Based on Ron Hansen's 1997 novel,
Assassination suggests that Jesse's celebrity, even more than his crimes or his violent nature, leads to his dreadful end. Throughout, Roger Deakins' cinematography is heartbreakingly beautiful, alternately blurred and precise, the colors autumnal, the shadows long and evocative. All of this makes for an environment that reflects the inner lives of both Jesse and Bob, neither able to shake the other. "I can't figure it out," Jesse says, "You want to be like me or
be me?" Jesse finds it difficult to give up "night-riding" and becomes increasingly paranoid. When he moves his children and wife, Zee (
Mary-Louise Parker), to a cottage in Missouri, he feels restless, riding out occasionally to murder former gang members. These visits are turned into poetic vignettes, the camera close on the men's faces as they anticipate their fate, while Jesse remains unnervingly calm and decided.

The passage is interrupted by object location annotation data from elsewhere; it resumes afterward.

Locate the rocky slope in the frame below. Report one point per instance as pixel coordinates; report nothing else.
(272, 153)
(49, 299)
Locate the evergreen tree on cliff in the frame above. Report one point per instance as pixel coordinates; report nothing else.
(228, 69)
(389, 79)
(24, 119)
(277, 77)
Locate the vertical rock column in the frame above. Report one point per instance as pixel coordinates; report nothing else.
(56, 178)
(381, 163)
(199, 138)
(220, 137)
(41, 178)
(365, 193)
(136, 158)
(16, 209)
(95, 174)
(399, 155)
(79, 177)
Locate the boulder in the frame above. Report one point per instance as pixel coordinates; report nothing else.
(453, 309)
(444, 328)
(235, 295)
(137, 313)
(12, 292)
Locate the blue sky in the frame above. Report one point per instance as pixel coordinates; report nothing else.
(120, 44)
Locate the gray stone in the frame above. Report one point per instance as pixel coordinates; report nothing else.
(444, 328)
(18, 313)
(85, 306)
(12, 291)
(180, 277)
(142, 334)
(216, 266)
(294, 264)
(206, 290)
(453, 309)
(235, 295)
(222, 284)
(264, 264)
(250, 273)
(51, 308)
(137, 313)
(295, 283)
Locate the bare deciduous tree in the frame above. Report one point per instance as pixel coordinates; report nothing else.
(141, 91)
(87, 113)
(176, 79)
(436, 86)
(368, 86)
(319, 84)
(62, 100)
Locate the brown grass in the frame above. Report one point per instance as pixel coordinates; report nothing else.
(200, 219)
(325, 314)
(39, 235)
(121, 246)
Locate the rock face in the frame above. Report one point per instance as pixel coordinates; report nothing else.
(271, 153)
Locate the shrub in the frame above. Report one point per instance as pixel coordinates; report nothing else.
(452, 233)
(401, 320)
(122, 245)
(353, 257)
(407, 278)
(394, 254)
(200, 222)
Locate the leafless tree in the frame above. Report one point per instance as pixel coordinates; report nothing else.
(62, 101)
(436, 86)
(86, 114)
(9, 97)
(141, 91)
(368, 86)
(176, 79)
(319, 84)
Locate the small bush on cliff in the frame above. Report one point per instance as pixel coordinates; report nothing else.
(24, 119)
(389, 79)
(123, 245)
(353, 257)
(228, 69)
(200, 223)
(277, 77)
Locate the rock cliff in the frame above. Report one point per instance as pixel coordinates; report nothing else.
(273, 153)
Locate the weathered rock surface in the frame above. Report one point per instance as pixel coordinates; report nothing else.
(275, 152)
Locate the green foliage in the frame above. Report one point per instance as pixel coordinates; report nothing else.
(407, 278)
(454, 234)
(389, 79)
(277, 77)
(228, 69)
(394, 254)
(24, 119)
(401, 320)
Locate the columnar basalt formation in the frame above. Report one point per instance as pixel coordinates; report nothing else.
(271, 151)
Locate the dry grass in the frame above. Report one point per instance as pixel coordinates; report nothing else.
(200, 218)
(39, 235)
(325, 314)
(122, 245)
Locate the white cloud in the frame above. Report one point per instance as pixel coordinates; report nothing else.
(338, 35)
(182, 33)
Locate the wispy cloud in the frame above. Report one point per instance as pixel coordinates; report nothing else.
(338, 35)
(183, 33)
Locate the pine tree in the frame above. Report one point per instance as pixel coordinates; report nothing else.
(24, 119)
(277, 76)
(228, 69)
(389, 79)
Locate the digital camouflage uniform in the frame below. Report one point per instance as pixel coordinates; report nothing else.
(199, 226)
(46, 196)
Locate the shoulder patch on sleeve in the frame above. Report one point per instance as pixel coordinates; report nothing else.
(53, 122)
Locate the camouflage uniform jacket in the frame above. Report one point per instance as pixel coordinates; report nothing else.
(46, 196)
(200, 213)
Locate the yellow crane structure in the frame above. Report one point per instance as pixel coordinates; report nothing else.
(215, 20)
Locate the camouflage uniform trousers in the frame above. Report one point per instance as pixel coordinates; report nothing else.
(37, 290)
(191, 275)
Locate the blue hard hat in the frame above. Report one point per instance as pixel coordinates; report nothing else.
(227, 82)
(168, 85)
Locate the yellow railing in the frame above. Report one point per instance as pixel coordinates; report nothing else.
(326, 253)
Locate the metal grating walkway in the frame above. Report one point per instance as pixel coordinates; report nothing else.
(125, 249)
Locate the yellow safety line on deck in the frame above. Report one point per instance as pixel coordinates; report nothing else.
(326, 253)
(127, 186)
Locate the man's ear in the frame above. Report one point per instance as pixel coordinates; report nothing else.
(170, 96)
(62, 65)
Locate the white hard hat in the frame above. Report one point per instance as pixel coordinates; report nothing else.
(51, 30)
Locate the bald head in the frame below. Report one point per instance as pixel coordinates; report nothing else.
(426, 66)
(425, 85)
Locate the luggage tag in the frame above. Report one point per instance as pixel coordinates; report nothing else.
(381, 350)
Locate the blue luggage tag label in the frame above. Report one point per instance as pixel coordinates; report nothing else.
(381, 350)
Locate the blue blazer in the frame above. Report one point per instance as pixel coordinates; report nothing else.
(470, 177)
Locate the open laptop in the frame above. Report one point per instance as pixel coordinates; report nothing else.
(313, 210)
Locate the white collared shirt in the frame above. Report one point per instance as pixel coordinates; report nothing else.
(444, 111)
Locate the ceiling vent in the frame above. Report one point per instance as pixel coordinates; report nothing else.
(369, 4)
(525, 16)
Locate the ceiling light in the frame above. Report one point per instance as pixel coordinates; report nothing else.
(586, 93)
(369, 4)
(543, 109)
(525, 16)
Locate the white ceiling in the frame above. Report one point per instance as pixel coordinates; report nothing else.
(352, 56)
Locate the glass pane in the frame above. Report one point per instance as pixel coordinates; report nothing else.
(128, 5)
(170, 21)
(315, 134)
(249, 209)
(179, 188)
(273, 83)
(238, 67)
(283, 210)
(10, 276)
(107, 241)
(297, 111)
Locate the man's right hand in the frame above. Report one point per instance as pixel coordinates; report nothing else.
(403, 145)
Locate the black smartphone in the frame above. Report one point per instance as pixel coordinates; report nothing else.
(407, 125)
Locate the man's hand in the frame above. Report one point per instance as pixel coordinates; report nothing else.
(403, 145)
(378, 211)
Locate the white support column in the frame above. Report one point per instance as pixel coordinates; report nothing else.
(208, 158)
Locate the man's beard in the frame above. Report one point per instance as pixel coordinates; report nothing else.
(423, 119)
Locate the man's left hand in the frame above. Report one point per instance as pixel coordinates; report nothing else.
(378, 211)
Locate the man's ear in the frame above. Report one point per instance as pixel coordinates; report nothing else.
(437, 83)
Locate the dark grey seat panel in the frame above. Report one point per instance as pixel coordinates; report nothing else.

At last landing on Bob and Charlie's doorstep, Jesse looks almost resigned when he hears Bob list "the many ways that you and I overlap and whatnot" (they share the same height, blue eyes, number of brothers, etc.). But Bob's obsession is never explosive; rather, the movie adopts a melancholy tone, creeping toward the moment when Jesse will essentially invite his "sidekick" to put him out of his misery, turning his back so that Bob can aim the new nickel-plated gun that Jesse gave him. Afterward, Bob and Charlie go on the road, performing and re-performing the assassination on stage hundreds of times (it's a little unnerving that Charlie plays Jesse and so "dies" repeatedly by his brother's hand). Though Bob yearns for the adulation he felt for his victim, he's instead reviled, a proto-tabloid figure who's mocked and resented. Though the film loses a kind of pulsing energy when Jesse is dead, that's partly the point: Bob's life also ends at the moment he tries to take control of it. He loses himself to the celebrity -- the idea and the man -- he so covets.